Only leaders have the ability to open the CO at my store.


----------



## sunnydays (Jul 29, 2021)

are you telling me that you have non-key carrying personnel who have access to the safe


----------



## socalsailor (Jul 29, 2021)

Yes how is the person who processes the day, SETLs and Snr TMs who do Garda and close registers supposed to get to the funds. Plus it’s not like those people are chosen lightly it’s often team members who have been with target for years and are trusted completly, plus with the recycler the safe now has less money than before.

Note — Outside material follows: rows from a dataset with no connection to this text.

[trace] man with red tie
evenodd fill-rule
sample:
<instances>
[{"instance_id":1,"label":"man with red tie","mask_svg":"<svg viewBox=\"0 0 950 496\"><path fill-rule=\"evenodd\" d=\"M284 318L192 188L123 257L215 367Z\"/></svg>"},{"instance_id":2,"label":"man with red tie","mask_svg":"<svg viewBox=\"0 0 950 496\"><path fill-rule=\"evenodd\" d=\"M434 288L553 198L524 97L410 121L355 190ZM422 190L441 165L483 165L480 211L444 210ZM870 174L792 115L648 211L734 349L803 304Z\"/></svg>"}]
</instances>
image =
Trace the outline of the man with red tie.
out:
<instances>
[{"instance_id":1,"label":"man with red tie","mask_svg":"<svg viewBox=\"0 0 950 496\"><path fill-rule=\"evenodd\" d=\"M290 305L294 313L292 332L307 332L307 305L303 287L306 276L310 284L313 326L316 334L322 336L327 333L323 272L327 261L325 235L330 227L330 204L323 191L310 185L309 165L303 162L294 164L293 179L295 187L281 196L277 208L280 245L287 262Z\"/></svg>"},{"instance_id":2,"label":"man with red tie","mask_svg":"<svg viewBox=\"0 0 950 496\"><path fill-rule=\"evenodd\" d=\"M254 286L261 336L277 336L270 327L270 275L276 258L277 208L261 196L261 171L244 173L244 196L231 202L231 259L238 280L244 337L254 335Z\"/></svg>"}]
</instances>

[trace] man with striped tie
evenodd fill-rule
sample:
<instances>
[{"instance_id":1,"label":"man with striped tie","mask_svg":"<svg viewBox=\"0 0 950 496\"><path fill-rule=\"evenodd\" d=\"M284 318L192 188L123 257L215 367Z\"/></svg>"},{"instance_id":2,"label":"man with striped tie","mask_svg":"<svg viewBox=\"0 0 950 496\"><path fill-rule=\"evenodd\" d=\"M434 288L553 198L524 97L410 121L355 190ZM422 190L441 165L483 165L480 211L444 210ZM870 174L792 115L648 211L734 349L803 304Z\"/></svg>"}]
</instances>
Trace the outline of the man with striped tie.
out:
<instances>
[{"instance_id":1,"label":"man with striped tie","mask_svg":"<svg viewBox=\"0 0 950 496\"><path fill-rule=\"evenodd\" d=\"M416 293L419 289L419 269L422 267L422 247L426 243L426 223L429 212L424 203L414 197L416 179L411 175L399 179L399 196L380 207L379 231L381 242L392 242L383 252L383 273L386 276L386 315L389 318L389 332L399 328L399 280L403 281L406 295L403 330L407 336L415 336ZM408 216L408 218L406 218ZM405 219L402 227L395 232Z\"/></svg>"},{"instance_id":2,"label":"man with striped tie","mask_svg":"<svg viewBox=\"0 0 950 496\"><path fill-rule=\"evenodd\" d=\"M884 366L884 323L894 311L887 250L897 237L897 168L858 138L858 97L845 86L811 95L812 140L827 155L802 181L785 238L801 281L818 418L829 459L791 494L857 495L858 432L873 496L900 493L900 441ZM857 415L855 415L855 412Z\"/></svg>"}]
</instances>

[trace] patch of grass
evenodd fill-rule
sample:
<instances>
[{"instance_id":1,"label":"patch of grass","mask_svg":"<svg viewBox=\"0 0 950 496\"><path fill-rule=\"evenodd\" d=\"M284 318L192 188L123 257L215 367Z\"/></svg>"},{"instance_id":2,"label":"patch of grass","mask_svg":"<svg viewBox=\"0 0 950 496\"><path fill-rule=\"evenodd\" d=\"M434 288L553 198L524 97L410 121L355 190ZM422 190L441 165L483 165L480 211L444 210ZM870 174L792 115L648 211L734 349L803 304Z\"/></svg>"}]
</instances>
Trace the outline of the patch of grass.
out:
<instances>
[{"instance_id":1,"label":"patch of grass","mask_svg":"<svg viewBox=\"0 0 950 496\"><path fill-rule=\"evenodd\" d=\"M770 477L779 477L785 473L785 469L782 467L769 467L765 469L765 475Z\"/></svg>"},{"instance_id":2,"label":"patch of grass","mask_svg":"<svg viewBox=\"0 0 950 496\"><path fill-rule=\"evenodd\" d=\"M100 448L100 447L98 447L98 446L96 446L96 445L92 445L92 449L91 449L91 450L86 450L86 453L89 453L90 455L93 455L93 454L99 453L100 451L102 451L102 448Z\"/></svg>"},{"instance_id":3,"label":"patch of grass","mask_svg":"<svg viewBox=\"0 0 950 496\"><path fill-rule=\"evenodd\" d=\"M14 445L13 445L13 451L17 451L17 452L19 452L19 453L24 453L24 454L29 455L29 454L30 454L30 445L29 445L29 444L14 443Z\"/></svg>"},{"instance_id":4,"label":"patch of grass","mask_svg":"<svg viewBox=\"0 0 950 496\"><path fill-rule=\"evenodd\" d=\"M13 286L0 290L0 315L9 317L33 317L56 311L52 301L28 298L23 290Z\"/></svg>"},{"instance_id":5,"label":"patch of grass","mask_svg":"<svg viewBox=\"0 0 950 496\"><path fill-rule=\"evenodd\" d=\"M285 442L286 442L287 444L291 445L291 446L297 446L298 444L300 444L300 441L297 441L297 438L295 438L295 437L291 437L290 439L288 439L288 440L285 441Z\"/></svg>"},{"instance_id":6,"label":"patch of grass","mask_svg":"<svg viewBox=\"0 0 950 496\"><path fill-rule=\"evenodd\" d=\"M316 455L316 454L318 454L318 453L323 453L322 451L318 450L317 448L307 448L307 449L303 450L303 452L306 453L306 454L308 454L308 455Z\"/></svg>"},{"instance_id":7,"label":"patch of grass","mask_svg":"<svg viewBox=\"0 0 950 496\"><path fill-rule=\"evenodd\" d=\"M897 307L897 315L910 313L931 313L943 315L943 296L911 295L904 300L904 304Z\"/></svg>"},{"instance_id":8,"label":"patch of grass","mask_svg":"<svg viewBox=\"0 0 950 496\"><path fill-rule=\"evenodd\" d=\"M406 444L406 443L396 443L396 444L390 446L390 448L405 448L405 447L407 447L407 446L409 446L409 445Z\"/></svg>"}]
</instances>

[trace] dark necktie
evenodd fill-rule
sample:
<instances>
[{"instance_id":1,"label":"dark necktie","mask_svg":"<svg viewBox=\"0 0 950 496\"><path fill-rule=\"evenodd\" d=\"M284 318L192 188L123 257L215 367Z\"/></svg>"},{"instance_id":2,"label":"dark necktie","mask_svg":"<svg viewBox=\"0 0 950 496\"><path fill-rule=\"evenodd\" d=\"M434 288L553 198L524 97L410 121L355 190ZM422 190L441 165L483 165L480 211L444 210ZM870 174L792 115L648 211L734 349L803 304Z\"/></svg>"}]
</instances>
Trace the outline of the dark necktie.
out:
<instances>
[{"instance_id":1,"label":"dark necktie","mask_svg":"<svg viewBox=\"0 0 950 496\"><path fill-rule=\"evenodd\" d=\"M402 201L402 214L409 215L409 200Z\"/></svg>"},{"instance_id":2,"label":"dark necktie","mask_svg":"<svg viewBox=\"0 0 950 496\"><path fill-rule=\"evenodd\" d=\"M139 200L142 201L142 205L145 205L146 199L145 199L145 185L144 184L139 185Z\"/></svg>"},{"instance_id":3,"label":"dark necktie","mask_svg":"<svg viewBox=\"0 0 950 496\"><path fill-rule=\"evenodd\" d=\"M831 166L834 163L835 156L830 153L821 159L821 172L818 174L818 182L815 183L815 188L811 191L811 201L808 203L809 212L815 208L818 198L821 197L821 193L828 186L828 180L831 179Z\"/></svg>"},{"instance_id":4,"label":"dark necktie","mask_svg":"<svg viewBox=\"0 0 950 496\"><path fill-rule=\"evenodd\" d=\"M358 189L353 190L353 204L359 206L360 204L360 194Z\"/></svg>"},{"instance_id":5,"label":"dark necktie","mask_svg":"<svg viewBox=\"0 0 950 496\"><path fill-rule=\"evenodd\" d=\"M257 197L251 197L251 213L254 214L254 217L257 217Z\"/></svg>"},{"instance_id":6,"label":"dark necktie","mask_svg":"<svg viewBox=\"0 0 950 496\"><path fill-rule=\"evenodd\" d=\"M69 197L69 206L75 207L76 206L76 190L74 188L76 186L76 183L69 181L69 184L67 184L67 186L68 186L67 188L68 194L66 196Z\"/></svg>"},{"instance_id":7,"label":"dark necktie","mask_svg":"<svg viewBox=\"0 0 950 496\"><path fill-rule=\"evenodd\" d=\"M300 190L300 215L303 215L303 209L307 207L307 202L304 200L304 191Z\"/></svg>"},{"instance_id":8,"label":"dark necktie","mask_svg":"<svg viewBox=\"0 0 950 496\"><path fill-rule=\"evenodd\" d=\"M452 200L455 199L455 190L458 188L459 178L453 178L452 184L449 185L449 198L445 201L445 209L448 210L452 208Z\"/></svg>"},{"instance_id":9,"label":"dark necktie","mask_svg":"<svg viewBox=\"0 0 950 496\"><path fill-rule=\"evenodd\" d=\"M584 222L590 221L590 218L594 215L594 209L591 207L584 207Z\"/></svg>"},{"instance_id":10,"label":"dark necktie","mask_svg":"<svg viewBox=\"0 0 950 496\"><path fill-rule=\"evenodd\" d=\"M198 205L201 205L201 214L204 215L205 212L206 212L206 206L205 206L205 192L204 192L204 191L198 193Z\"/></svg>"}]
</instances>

honestly im surprised other stores do it differently how inconvenient, plus it’s not like there isn’t 3 cameras in there


----------



## commiecorvus (Jul 30, 2021)

So...
I'm not the expert here.
Even when I worked at for Spot I didn't have anything to do with the Cash office.
I have been an manager who had to count out tills so I know about safety concerns.
How much of what is being discussed here is problematic, if say an outside person wanted to rob the office?
Or for that matter an inside person?
I don't want to over react but I have gotten reports saying that might be the case.
Please weigh in.


----------



## sunnydays (Jul 30, 2021)

should be fine, nothing being discussed here that wouldn’t get discussed openly on the salesfloor or on a walkie i think


----------



## RTCry (Jul 30, 2021)

commiecorvus said:


> So...
> I'm not the expert here.
> Even when I worked at for Spot I didn't have anything to do with the Cash office.
> I have been an manager who had to count out tills so I know about safety concerns.
> ...



Eh…what I have read makes me uncomfortable.


----------



## Yetive (Jul 30, 2021)

I agree.


----------



## Rarejem (Jul 30, 2021)

commiecorvus said:


> So...
> I'm not the expert here.
> Even when I worked at for Spot I didn't have anything to do with the Cash office.
> I have been an manager who had to count out tills so I know about safety concerns.
> ...


Could be a problem in this case since CO is listed on posted schedules.  Deleting my posts.


----------



## redeye58 (Jul 30, 2021)

RTCry said:


> Eh…what I have read makes me uncomfortable.


Same & I'm a former COTM.


----------



## commiecorvus (Jul 31, 2021)

Okay, that's enough for me.
Time to lock this up.


----------